Some things I notice because they've changed, but sometimes I wonder if it's just something that's always been the same but I've just never noticed it before. Thus it is with the great blue heron. In the past couple of years, I've seen several of these birds along this part of the Ohio River. I'm pretty sure they're new to the area, as I can't recall seeing many of them in the 1970s or 1980s.
Or maybe it's the same bird that gets around well.
It's hard to get a good shot of them when your longest lens is 150 mm. Still, I got this one about a year ago while I was at old Lock and Dam 27 waiting for the Delta Queen to pass by on its last trip down the Ohio. I have another photo in my collection of this bird on this wall with the DQ in the background.
2 comments:
I'd missed this post somehow.
Fifteen years ago, we used to see these birds at some of the lakes close to the area, but we never saw them when we'd boat on the river.

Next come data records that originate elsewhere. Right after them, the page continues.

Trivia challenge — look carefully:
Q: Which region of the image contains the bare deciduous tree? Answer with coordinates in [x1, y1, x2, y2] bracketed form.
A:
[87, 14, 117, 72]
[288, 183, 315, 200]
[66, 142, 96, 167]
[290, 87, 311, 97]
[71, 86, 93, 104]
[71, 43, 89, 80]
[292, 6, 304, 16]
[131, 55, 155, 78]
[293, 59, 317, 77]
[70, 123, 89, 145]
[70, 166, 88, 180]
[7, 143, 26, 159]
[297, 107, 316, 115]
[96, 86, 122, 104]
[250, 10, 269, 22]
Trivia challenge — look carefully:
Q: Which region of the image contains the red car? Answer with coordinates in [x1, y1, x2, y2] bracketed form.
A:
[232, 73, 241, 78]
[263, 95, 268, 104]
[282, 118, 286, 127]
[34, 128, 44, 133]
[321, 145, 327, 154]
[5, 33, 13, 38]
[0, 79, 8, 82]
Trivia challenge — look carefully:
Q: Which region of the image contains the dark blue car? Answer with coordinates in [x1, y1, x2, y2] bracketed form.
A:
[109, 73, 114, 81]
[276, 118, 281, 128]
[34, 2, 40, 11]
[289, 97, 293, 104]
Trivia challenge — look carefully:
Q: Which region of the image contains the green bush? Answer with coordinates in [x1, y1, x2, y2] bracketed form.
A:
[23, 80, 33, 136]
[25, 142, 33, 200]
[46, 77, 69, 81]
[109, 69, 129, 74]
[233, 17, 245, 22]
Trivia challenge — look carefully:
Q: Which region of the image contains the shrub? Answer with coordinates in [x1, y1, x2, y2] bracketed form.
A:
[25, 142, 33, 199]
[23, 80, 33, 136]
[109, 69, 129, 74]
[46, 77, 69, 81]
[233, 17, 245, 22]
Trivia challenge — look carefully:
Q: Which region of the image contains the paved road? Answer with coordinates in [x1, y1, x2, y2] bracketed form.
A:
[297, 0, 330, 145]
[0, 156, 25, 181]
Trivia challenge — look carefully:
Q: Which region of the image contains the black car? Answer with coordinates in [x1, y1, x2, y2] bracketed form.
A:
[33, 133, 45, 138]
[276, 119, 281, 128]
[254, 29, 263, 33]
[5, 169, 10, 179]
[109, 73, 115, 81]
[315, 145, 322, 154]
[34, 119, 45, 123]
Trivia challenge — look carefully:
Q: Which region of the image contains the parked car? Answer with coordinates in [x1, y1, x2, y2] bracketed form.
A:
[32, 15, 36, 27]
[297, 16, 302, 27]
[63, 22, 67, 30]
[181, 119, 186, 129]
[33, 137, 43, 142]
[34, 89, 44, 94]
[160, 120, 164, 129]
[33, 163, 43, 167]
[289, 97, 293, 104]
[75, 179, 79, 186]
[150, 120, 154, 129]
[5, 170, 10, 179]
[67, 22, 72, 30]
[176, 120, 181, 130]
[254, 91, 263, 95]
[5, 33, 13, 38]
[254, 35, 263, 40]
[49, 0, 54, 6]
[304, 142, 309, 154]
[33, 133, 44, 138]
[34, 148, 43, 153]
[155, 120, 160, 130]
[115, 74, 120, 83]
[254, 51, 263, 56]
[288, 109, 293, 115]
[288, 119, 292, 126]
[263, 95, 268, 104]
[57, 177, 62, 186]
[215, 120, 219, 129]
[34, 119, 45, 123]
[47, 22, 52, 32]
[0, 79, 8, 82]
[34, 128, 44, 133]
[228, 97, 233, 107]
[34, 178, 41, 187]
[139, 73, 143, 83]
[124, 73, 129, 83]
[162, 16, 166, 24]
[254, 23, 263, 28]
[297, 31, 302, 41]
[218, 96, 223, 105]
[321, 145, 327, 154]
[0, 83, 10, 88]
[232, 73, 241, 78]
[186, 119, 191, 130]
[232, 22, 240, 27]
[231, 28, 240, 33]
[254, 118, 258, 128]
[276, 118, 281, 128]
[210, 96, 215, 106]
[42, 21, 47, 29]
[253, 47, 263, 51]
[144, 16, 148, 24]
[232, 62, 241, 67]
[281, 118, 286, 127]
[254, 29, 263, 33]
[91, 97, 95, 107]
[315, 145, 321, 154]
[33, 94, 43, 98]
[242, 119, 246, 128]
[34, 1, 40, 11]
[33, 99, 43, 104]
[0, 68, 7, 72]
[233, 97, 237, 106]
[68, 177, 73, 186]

It seemed like, about the time the seadoos (sp?) and such became popular on the lakes, we saw less and less of the bigger birds. Sometimes we'd see one at an overflow (where no jet skis or boats were), but it was rare and usually late in the evening.
But I don't recall ever seeing one on the river until very recently...year before last, I think it was.
I think it was earlier this year, but it may have been last year, there were three great blues that stayed around my place here on Rt. 10 fr a while. I figured from their flight patterns that they were staying around Beech Fork Lake. One morning as I sat in my front swing, they all three flew in from the northwest, over me and landed in a large oak that sits on the high bank above Davis Creek. I watched them with binoculars for about a half hour, then went in the house to get my camera. Naturally, when I came back out they were gone.
Another bird that I have not seen lately is the bittern that used to stay n the creek beside my house. He was a regular for five or six years and then just never returned.